Franklin Forks resident Tammy Manning with her granddaughter. WPX Energy dropped plans to remove water tanks it installed for the Mannings and a neighbor.

Susan Phillips / StateImpact Pennsylvania

Franklin Forks resident Tammy Manning with her granddaughter. WPX Energy dropped plans to remove water tanks it installed for the Mannings and a neighbor.


A natural gas drilling company has decided to donate water tanks to two Susquehanna County families after its plan to remove the water supplies attracted attention and criticism.
WPX Energy Inc. announced Friday that it had dropped plans to take back the tanks from the homes in Franklin Forks, according to the Associated Press. The company installed the tanks at three homes in early 2012 while state regulators and the company investigated the cause of high levels of methane, salt and metals in the families’ well water.
The state Department of Environmental Protection concluded this year that drilling was not to blame for the foul water, which is known to occur naturally in the region at a salt spring a mile and a half away. The residents have appealed that finding and sued the company.
On Saturday, Democratic gubernatorial candidate and former DEP secretary John Hanger said DEP had agreed to reopen its investigation to consider new data about the water wells.

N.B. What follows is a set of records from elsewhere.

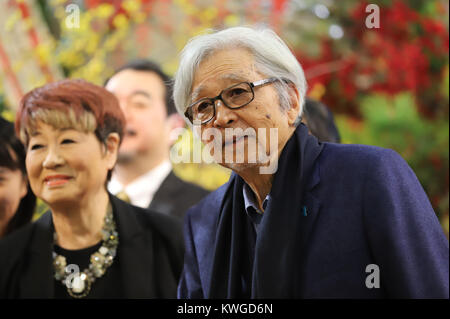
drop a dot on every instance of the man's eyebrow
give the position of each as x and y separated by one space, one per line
231 76
35 133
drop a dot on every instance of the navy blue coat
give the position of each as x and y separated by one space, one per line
364 206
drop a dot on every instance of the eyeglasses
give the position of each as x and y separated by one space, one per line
233 97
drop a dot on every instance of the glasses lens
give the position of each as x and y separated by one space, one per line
203 110
237 95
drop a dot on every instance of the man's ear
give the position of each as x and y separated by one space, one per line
175 122
294 99
112 147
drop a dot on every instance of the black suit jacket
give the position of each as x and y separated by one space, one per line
175 196
150 252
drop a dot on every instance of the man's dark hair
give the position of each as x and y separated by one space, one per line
320 121
150 66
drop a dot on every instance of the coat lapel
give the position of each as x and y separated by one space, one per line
135 253
37 280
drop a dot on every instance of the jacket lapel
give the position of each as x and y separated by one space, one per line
135 253
37 280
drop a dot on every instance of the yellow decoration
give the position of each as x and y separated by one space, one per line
104 11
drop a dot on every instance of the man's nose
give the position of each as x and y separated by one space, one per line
224 115
126 109
53 158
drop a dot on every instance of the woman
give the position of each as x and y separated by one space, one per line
17 201
90 244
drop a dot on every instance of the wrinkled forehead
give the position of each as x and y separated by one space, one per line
57 119
225 79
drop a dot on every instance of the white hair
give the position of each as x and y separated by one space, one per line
272 58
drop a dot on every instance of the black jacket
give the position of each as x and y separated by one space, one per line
150 251
175 196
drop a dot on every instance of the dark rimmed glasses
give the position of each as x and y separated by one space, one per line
233 97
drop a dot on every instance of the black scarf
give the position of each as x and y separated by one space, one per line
275 267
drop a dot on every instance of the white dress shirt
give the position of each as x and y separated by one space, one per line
142 189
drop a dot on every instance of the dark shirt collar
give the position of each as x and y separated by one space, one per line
251 207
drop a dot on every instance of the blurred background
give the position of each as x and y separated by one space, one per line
387 85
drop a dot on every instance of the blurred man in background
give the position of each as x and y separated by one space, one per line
143 175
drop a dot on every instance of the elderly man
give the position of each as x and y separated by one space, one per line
331 220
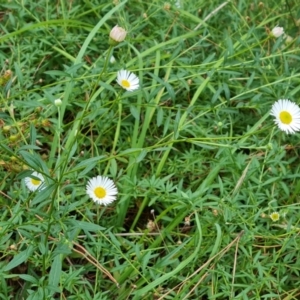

WPX got a court order to remove the tanks from two homes next week after protestors blocked the company’s first attempt. The company already removed a tank from a third home.
More from the AP:

WPX announced its change of course Friday afternoon, hours after Democratic gubernatorial candidate and former DEP secretary John Hanger criticized plans to remove the water tanks. Hanger said in a letter to Republican Gov. Tom Corbett and Environmental Secretary Chris Abruzzo that the DEP should reopen its investigation into the contamination.
[WPX spokeswoman Susan] Oliver said the decision to donate the buffaloes had been in the works all week and that Hanger’s letter had nothing to do with it.
Hanger said the company’s initial plan to remove the tanks was the wrong move, especially given the holiday season.
“This is exactly the kind of arrogant, inhumane behavior that is creating widespread condemnation of the gas industry. To leave those families a week before Christmas without any water source takes my breath away,” he told the AP earlier Friday.
The company tried to work with the Mannings and the other residents to help them get their wells fixed, Oliver said. But she said out-of-state anti-drilling activists have exploited them for their own political ends.
“If it wasn’t for the activists yelling and screaming, we could have helped that family fix the mechanics of their well,” she said.

The company also faced criticism from environmental and investor groups who said the plan to pull the water tanks “risks positioning WPX as a corporation that is not concerned with the well-being or basic human needs of residents living near its operations.”
Hanger called for DEP to reopen its investigation in Franklin Forks based on new data gathered by an Ohio State University scientist that he said indicates that the contamination in the water wells is the result of nearby gas drilling.
A DEP spokesman said in an email Friday that Secretary Abruzzo directed DEP’s oil and gas program to “reach out to Mr. Hanger immediately” to learn more about the data. “DEP has extensive knowledge of this matter,” DEP spokesman Eric Shirk said, “and we will review any new information promptly.”
In a press release Saturday, Hanger said a DEP official called him to say that the agency will reopen its investigation.